Its not for you unless you go see a doctor first.  I think you should anyways if you are over about 45 or so but changing the way you eat, exercise, or live may cause other stresses.  Its better to get yourself checked out.  If you are over 50, welcome to the world’s longest wellcheck :)   I’m on my way to losing 70 pounds and almost half-way there.  Its gonna happen; but now the weight loss is slower and a little more controlled.
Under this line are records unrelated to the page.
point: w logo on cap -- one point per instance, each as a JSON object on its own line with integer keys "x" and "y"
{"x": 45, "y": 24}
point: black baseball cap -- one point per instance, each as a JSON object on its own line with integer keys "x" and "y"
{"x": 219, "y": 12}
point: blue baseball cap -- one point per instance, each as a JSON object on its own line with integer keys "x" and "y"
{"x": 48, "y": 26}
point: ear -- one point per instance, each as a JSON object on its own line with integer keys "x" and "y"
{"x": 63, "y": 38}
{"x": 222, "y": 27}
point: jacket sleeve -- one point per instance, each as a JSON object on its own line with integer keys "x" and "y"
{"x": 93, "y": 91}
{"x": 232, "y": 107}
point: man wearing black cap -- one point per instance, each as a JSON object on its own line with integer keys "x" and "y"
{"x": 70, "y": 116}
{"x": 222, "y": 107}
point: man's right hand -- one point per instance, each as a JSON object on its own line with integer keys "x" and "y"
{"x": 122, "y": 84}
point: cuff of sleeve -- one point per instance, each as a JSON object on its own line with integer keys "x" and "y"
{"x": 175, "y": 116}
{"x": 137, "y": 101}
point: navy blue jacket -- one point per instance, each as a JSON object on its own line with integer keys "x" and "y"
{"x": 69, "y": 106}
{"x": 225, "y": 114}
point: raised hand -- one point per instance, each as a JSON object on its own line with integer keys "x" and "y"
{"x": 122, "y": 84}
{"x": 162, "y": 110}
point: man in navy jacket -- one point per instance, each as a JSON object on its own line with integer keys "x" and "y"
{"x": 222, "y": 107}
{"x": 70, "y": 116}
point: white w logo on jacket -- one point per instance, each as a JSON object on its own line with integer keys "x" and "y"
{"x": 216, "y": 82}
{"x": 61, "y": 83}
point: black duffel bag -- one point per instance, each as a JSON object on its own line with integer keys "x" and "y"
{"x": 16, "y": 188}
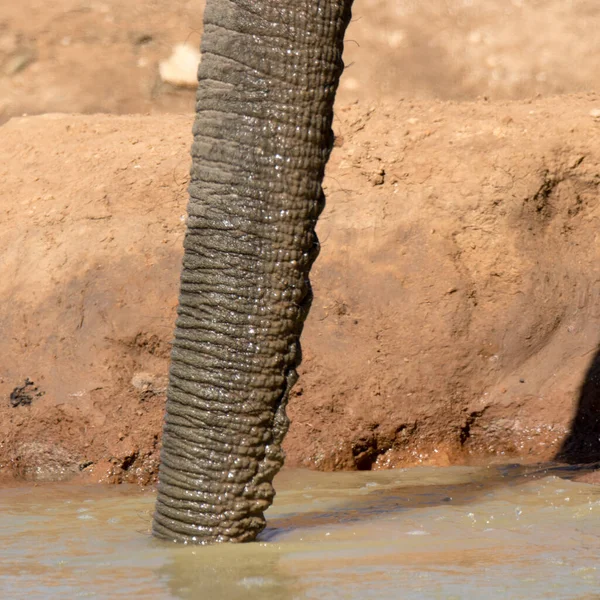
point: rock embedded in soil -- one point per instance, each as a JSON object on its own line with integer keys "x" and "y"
{"x": 470, "y": 267}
Honestly at first the weight just flowed off.  It was striking actually.  Things have moderated a bit and I hit little plateaus now and then that I live through.

Stick with it though.  You can do it.  I happened to be reading another person’s weblog and was kinda struck by his desire to change.  I’d say to Jason, you can do it.  Set the goal and make it measurable and achievable.  Now that I’ve seen how this goes, I can see that this approach can apply to other areas in my life.  But the change has to happen at a reasonable pace.  A friend that’s a psychological anthropologist told me once, “don’t try to change everything at once.  You’ll fail and be miserable too”.

I think I know what Jan meant by that.